According to WWF, the Komi forest is “huge, the largest area of primeval forest in Europe, covering around 33,000 square kilometres…It became Russia’s first World Heritage Site in 1995, saving it from massive felling for timber.” In 2002, WWF’s existing work in Komi’s Priluzje district with the state forest management unit, Priluzje Leskhoz, was transformed into the ‘Komi Model Forest Project’. The purpose of the project (also sometimes known as the ‘Priluzje Model Forest’) is to develop a ‘sustainable forest management model’ in the Priluzje Leskhoz, which covers nearly 800,000 hectares…

The first FSC inspection of Priluzje Leskhoz was carried out by SmartWood in September-October 1999, though the certificate was not awarded until February 2003. The certification process was paid for by John D. & Catherine T. MacArthur Foundation.
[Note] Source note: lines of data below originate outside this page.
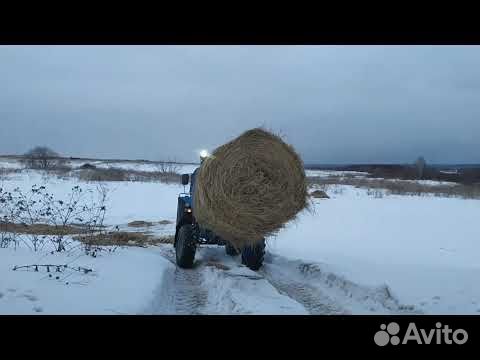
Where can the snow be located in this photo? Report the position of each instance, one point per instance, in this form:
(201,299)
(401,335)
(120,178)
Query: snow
(327,173)
(424,248)
(353,254)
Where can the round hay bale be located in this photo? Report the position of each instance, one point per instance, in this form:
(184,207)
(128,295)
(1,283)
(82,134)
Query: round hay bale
(249,188)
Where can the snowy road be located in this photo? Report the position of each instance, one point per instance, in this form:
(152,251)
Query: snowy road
(219,284)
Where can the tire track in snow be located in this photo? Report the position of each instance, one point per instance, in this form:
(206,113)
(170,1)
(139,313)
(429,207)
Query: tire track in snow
(189,295)
(311,298)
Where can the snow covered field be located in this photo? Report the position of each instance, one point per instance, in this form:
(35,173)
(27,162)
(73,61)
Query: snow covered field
(353,254)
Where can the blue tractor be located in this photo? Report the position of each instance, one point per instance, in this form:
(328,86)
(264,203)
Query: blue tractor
(190,234)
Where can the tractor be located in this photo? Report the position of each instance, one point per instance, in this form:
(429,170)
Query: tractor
(189,234)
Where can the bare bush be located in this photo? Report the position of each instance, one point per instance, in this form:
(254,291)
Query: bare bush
(402,187)
(36,217)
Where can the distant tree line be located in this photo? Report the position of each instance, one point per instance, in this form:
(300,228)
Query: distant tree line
(44,158)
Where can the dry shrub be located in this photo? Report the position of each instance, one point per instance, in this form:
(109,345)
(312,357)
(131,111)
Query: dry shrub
(250,188)
(319,194)
(41,229)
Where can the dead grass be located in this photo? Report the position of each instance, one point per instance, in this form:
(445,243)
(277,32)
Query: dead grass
(117,174)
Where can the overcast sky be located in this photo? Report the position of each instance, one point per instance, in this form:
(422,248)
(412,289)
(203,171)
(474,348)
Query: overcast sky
(335,104)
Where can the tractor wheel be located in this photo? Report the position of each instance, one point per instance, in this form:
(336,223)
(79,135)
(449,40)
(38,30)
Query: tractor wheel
(185,247)
(252,256)
(230,250)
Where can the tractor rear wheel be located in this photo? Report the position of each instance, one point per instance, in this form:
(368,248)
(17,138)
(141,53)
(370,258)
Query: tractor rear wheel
(185,247)
(230,250)
(252,256)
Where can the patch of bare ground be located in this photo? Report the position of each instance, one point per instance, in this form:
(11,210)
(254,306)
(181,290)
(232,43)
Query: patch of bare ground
(124,238)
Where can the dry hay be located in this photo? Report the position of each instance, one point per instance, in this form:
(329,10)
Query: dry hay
(249,188)
(319,194)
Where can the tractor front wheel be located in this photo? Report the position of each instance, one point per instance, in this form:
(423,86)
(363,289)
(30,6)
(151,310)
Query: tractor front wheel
(252,256)
(230,250)
(185,247)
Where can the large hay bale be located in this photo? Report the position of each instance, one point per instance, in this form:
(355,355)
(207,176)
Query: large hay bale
(249,188)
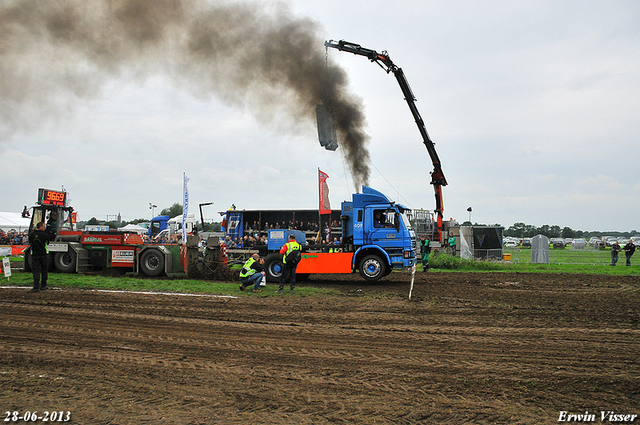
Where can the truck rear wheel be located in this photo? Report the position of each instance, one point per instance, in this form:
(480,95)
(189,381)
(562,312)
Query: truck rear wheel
(65,262)
(273,267)
(152,263)
(372,268)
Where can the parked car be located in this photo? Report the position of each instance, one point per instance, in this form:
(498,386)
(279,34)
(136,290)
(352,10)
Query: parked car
(579,243)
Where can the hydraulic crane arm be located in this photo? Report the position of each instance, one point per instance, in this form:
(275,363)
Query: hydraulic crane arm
(384,61)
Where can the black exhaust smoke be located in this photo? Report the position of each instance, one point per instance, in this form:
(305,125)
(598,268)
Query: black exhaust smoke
(249,55)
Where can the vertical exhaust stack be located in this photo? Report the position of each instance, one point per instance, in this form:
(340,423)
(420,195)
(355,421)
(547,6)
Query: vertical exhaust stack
(326,128)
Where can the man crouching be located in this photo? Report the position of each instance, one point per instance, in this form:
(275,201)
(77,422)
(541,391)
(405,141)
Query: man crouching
(252,273)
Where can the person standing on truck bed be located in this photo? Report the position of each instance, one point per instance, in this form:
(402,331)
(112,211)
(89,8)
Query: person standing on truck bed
(289,265)
(39,246)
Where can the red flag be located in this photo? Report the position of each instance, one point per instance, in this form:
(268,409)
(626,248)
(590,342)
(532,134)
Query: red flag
(325,207)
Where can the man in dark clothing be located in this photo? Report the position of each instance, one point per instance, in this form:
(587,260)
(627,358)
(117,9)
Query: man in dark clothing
(629,249)
(39,246)
(289,270)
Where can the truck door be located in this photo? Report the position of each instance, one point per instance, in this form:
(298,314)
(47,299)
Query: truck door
(382,227)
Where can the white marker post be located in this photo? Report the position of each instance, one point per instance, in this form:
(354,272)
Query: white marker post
(413,276)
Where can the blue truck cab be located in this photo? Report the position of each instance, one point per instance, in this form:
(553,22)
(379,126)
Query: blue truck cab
(379,233)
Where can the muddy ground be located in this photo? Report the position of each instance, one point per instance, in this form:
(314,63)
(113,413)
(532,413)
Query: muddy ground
(468,348)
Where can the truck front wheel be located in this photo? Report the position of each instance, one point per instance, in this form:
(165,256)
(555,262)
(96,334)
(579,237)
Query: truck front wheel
(152,263)
(372,268)
(65,262)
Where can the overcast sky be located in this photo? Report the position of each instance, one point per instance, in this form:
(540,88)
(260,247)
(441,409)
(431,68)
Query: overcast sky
(534,107)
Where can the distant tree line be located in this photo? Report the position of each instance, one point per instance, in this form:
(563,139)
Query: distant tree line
(522,230)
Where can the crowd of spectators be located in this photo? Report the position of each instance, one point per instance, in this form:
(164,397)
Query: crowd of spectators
(291,225)
(13,237)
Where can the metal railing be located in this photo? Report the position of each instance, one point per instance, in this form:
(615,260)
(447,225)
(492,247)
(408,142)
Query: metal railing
(569,255)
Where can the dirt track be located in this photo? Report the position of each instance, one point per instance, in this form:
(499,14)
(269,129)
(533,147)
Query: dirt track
(468,348)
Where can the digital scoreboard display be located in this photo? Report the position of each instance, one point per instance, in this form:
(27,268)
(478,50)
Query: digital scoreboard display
(51,197)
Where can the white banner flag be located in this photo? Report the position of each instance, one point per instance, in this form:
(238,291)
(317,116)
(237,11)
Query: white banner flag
(185,208)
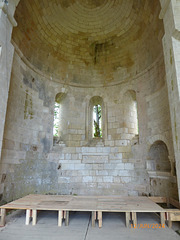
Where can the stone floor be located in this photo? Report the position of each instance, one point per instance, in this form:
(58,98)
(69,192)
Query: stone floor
(80,228)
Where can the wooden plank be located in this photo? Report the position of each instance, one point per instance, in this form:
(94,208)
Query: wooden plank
(174,202)
(100,218)
(60,217)
(174,216)
(3,217)
(28,214)
(134,218)
(34,217)
(158,199)
(128,218)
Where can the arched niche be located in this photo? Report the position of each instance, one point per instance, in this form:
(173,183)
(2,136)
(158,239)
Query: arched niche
(58,117)
(130,112)
(158,157)
(96,101)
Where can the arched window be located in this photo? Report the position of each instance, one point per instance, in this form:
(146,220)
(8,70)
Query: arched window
(56,119)
(130,112)
(57,116)
(96,120)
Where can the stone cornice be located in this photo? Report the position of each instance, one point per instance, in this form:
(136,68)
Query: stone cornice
(164,9)
(4,8)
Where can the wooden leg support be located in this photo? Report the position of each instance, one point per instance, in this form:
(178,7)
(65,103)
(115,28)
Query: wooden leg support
(67,218)
(3,217)
(100,219)
(162,215)
(134,218)
(128,218)
(34,217)
(169,220)
(93,217)
(28,216)
(60,218)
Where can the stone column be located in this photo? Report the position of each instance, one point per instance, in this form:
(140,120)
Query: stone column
(7,23)
(170,14)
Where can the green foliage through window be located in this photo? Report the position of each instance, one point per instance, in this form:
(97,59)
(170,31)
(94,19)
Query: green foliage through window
(97,117)
(56,119)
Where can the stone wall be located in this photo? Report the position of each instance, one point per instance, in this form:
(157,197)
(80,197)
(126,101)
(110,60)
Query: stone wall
(113,165)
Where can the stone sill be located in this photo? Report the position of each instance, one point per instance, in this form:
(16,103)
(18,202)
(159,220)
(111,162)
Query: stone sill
(162,175)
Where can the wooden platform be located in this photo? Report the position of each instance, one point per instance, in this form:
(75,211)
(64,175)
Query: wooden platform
(95,204)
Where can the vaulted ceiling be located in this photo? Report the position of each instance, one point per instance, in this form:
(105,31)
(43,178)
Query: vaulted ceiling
(89,42)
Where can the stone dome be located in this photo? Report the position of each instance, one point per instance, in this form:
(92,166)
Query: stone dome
(89,42)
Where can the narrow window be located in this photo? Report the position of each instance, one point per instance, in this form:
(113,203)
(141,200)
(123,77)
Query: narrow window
(56,119)
(97,121)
In the light of the recent reports from Komi, some of the contents of SmartWood’s Public Summary report now seem ‘odd’. Notably, SmartWood concluded that FSC Principle 3, ‘Indigenous Peoples’ Rights were “Considered not applicable for this assessment…There are no indigenous people in the territory of Leskhoz and all groups can protect their rights in the court“…

Learn a bit about the Komi People here

As one of the main partners in the Komi Model Forest Project, questions must be asked as to how WWF were seemingly ‘unaware’ of the existence of indigenous people in the area under certification, or about the concerns which these people are now raising. There will also no doubt be questions asked about the nature of WWF’s relationship with Mondi. As a company whose core business is in industrial plantations of eucalyptus, Mondi might not seem like the obvious business partner for a project in the ‘primeval’ natural forests of northern Russia. However, there has been a close relationship between WWF and Mondi for many years.

. Mondi has ‘donated’ the equivalent of nearly $1 million to WWF-South Africa’s wetland projects, and the company has reported “the FSC certification of 1.16 million hectares of leased forests in Russia in March 2006, an achievement that earned MONDI BUSINESS PAPER a WWF Panda Award”. In fact, in 2002, Mondi had acquired Komi Republic’s Syktyvkar paper mill for $2 billion, and was no doubt looking to secure sources of supply. Perhaps their cordial contacts with WWF were helpful.

(The Syktyvkar mill’s processing of FSC-certified wood and other fibre continues to pollute local people, causing “respiratory diseases, cancers, allergies, asthma and skin irritations”. As previously reported on FSC-Watch, the certification of Mondi’s environmentally disastrous eucalyptus plantations has been bitterly opposed by South African environmentalists and the company has also been accused of ‘environmental racism’.)